The White House has fired the members of the Presidential Advisory Council on HIV/AIDS (PACHA), the council’s executive director, Kay Hayes, confirmed to HuffPost on Friday.
The council, which still had 16 members, was completely dismissed with a letter sent through FedEx, the Washington Blade first reported.
“Current members of Presidential Advisory Council on HIV/AIDS (PACHA) received a letter informing them that the Administration was terminating their appointments” on Dec. 27, 2017, Hayes told HuffPost in a statement sent via email.
“They were also thanked for their leadership, dedication and commitment to the effort. Changing the makeup of federal advisory committee members is a common occurrence during Administration changes,” the statement read.
Six members of the council had earlier resigned in June due to “a president who simply does not care,” according to one member in a Newsweek op-ed entitled “Trump doesn’t care about HIV. We’re outta here.”
One source with knowledge of PACHA told the Washington Blade that “many council members were terminated even though additional time remained on their terms as advisers.”
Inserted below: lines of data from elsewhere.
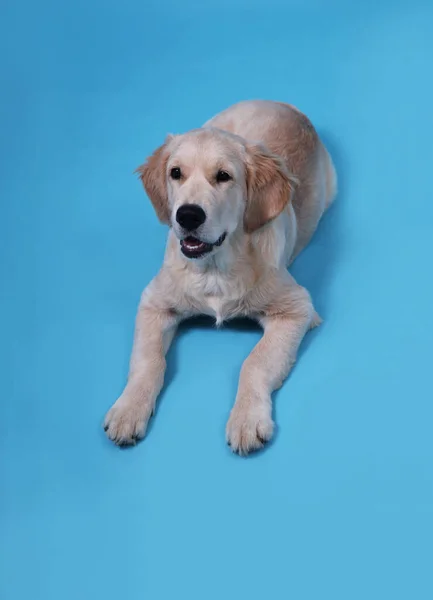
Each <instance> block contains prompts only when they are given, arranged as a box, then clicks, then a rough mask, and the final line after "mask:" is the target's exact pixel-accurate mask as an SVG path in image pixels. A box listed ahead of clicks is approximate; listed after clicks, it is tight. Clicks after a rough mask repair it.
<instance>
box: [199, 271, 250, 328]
mask: <svg viewBox="0 0 433 600" xmlns="http://www.w3.org/2000/svg"><path fill="white" fill-rule="evenodd" d="M188 291H189V294H190V295H191V297H192V299H193V302H194V304H195V305H196V307H197V310H198V311H199V312H201V313H203V314H206V315H209V316H211V317H215V320H216V322H217V325H219V324H221V323H222V322H223V321H224V320H226V319H230V318H233V317H234V316H236V314H237V313H238V312H239V310H240V304H241V298H242V295H243V294H242V285H241V284H240V282H239V281H236V280H233V279H231V278H229V277H225V276H224V275H221V274H220V273H207V274H206V275H205V276H198V277H197V278H194V280H193V281H192V282H191V287H190V289H189V290H188Z"/></svg>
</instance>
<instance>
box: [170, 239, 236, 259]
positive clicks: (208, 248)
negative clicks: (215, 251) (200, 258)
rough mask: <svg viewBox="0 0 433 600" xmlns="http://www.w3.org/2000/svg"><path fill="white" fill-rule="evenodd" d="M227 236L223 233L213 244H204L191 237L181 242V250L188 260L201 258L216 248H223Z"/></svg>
mask: <svg viewBox="0 0 433 600" xmlns="http://www.w3.org/2000/svg"><path fill="white" fill-rule="evenodd" d="M226 235H227V234H226V233H223V234H222V236H220V237H219V238H218V239H217V241H216V242H214V243H213V244H210V243H209V242H203V241H202V240H199V239H198V238H196V237H193V236H192V235H189V236H188V237H186V238H184V239H183V240H181V241H180V249H181V251H182V253H183V254H184V255H185V256H186V257H187V258H200V257H202V256H204V255H205V254H209V252H212V250H213V249H214V248H215V247H218V246H221V244H222V243H223V241H224V240H225V239H226Z"/></svg>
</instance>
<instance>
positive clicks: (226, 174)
mask: <svg viewBox="0 0 433 600" xmlns="http://www.w3.org/2000/svg"><path fill="white" fill-rule="evenodd" d="M230 179H231V176H230V175H229V174H228V173H227V171H221V170H220V171H218V173H217V174H216V180H217V182H218V183H224V182H225V181H230Z"/></svg>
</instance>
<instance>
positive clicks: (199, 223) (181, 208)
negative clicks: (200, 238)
mask: <svg viewBox="0 0 433 600" xmlns="http://www.w3.org/2000/svg"><path fill="white" fill-rule="evenodd" d="M176 221H177V222H178V223H179V225H180V226H181V227H183V228H184V229H186V230H187V231H194V229H197V227H200V225H202V224H203V223H204V222H205V221H206V213H205V212H204V210H203V209H202V208H201V207H200V206H198V205H197V204H184V205H183V206H181V207H180V208H178V210H177V213H176Z"/></svg>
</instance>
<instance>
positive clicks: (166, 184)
mask: <svg viewBox="0 0 433 600" xmlns="http://www.w3.org/2000/svg"><path fill="white" fill-rule="evenodd" d="M171 139H172V136H169V137H167V139H166V140H165V142H164V144H163V145H162V146H160V147H159V148H157V149H156V150H155V152H154V153H153V154H152V156H150V157H149V158H148V159H147V161H146V162H145V163H144V165H141V166H140V167H138V169H137V170H136V173H138V175H139V177H140V179H141V182H142V184H143V187H144V189H145V190H146V193H147V195H148V196H149V198H150V201H151V202H152V204H153V208H154V209H155V212H156V214H157V216H158V219H159V220H160V221H161V222H162V223H165V224H166V225H169V224H170V209H169V206H168V193H167V182H166V169H167V161H168V157H169V152H168V149H167V144H168V142H169V141H170V140H171Z"/></svg>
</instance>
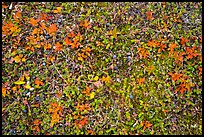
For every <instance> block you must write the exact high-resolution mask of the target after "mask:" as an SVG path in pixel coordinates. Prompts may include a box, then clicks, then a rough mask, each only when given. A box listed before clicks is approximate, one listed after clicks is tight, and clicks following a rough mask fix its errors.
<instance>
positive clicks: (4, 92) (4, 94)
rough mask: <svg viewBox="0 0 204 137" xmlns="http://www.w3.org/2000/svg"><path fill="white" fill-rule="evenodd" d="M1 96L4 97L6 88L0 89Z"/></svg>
mask: <svg viewBox="0 0 204 137" xmlns="http://www.w3.org/2000/svg"><path fill="white" fill-rule="evenodd" d="M2 96H3V97H5V96H6V88H3V87H2Z"/></svg>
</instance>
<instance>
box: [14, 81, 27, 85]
mask: <svg viewBox="0 0 204 137" xmlns="http://www.w3.org/2000/svg"><path fill="white" fill-rule="evenodd" d="M14 84H17V85H22V84H25V82H24V81H16V82H14Z"/></svg>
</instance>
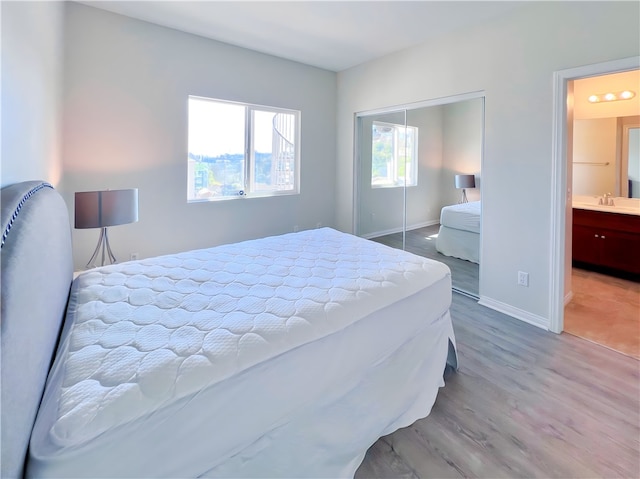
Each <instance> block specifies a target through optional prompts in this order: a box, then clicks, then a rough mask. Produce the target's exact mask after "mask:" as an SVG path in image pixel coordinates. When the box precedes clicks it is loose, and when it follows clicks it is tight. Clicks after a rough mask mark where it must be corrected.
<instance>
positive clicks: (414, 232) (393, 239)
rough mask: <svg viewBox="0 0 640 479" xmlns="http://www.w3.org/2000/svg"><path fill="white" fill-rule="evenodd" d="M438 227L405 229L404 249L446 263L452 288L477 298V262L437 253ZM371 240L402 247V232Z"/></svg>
mask: <svg viewBox="0 0 640 479" xmlns="http://www.w3.org/2000/svg"><path fill="white" fill-rule="evenodd" d="M439 229H440V225H439V224H435V225H431V226H425V227H422V228H416V229H414V230H409V231H407V232H406V235H405V250H406V251H409V252H411V253H413V254H417V255H418V256H424V257H425V258H431V259H435V260H436V261H440V262H441V263H444V264H446V265H447V266H449V268H450V269H451V283H452V285H453V288H454V289H456V290H458V291H461V292H463V293H465V294H469V295H471V296H474V297H476V298H479V280H478V276H479V266H478V264H477V263H472V262H470V261H465V260H463V259H458V258H454V257H452V256H445V255H443V254H441V253H439V252H438V251H437V250H436V236H437V235H438V230H439ZM372 241H376V242H378V243H382V244H385V245H387V246H391V247H393V248H398V249H402V233H392V234H388V235H384V236H379V237H377V238H372Z"/></svg>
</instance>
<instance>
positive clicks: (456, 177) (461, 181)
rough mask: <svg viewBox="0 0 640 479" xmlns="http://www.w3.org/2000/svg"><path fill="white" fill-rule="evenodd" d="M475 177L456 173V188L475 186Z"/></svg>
mask: <svg viewBox="0 0 640 479" xmlns="http://www.w3.org/2000/svg"><path fill="white" fill-rule="evenodd" d="M475 187H476V177H475V176H474V175H456V188H475Z"/></svg>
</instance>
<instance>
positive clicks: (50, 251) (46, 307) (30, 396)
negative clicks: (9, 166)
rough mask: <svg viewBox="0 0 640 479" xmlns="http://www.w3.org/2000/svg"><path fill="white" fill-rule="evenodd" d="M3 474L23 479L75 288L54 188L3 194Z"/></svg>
mask: <svg viewBox="0 0 640 479" xmlns="http://www.w3.org/2000/svg"><path fill="white" fill-rule="evenodd" d="M1 200H2V203H1V205H2V206H1V209H2V248H1V250H0V262H1V266H2V274H1V276H0V289H1V292H2V299H1V303H0V329H1V331H2V343H1V348H2V349H1V355H0V357H1V361H2V362H1V364H0V367H1V369H2V377H1V380H2V383H1V384H2V392H1V398H0V399H1V401H2V402H1V406H2V438H1V439H2V457H1V461H2V468H1V470H0V475H1V477H3V478H5V477H7V478H13V477H21V476H22V475H23V469H24V463H25V458H26V454H27V449H28V446H29V437H30V436H31V429H32V428H33V423H34V421H35V417H36V413H37V411H38V407H39V405H40V400H41V398H42V393H43V390H44V385H45V382H46V379H47V374H48V372H49V367H50V365H51V361H52V358H53V355H54V353H55V348H56V344H57V341H58V336H59V333H60V328H61V324H62V321H63V319H64V314H65V309H66V305H67V299H68V297H69V289H70V286H71V282H72V281H73V260H72V253H71V225H70V223H69V215H68V212H67V206H66V205H65V203H64V201H63V199H62V197H61V196H60V195H59V194H58V193H57V192H56V191H55V190H54V189H53V187H52V186H51V185H49V184H48V183H44V182H42V181H27V182H24V183H17V184H14V185H10V186H7V187H4V188H2V198H1Z"/></svg>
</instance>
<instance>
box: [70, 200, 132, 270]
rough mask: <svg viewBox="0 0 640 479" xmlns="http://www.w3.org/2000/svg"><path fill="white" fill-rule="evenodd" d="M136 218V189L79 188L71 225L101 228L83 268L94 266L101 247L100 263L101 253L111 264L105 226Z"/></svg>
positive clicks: (105, 228) (110, 249) (108, 238)
mask: <svg viewBox="0 0 640 479" xmlns="http://www.w3.org/2000/svg"><path fill="white" fill-rule="evenodd" d="M136 221H138V189H137V188H132V189H128V190H106V191H82V192H77V193H76V194H75V227H76V228H77V229H86V228H101V231H100V238H99V239H98V245H97V246H96V249H95V251H94V252H93V255H92V256H91V259H90V260H89V262H88V263H87V269H89V268H92V267H95V266H96V264H95V260H96V258H97V256H98V253H99V251H100V250H102V265H104V261H105V253H107V254H108V258H109V259H110V260H111V263H115V262H116V258H115V256H114V255H113V252H112V251H111V246H110V245H109V237H108V235H107V227H109V226H117V225H125V224H128V223H135V222H136Z"/></svg>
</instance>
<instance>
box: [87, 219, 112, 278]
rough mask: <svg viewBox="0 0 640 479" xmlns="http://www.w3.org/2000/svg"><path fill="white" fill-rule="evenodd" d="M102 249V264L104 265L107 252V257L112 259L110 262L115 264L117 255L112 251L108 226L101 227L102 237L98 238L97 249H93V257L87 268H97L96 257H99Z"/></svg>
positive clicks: (90, 260) (109, 260)
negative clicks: (95, 267)
mask: <svg viewBox="0 0 640 479" xmlns="http://www.w3.org/2000/svg"><path fill="white" fill-rule="evenodd" d="M100 251H102V262H101V264H100V266H104V260H105V253H106V255H107V259H108V260H109V261H110V263H109V264H113V263H115V262H116V257H115V256H114V254H113V251H111V245H110V244H109V236H108V235H107V228H106V227H104V228H101V229H100V238H98V244H97V245H96V249H95V250H94V251H93V254H92V255H91V259H89V262H88V263H87V266H86V268H87V269H91V268H95V267H96V266H97V265H96V259H98V253H99V252H100Z"/></svg>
PACHA is a federal advisory committee created in 1995 with the goal of “providing information, advice, and recommendations to the U.S. Secretary of Health and Human Services regarding programs, policies, and research to promote effective treatment, prevention, and cure of HIV disease and AIDS.”
As of September, President Donald Trump signed an executive order renewing PACHA for an additional year so the move to fire the current council without explanation seems brash. One of those members ― Gabriel Maldonado, CEO of the Riverside, Calif.-based LGBT and HIV/AIDS group Truevolution ― told the Washington Blade, however, that “it is common for appointees to be terminated and for folks to kind of want their own people in.”
Also of note, during the Obama administration, nearly all of George W. Bush’s appointees were eliminated prior to new appointees being named.
The current administration has not appointed a director of the Office of National AIDS Policy, a major reason contributing to the June resignation of the six members of PACHA. Additionally, the ONE Campaign released a report earlier this year on the potential impact of the White House’s proposed $800 million cut to HIV/AIDS efforts. The cut would slash the President’s Emergency Plan for AIDS Relief by 17 percent and gut global health programs by $2 billion, according to CBS News. The impact would be so great that AIDS experts and advocates predicted to the publication that it would “upend progress on curbing the epidemic.”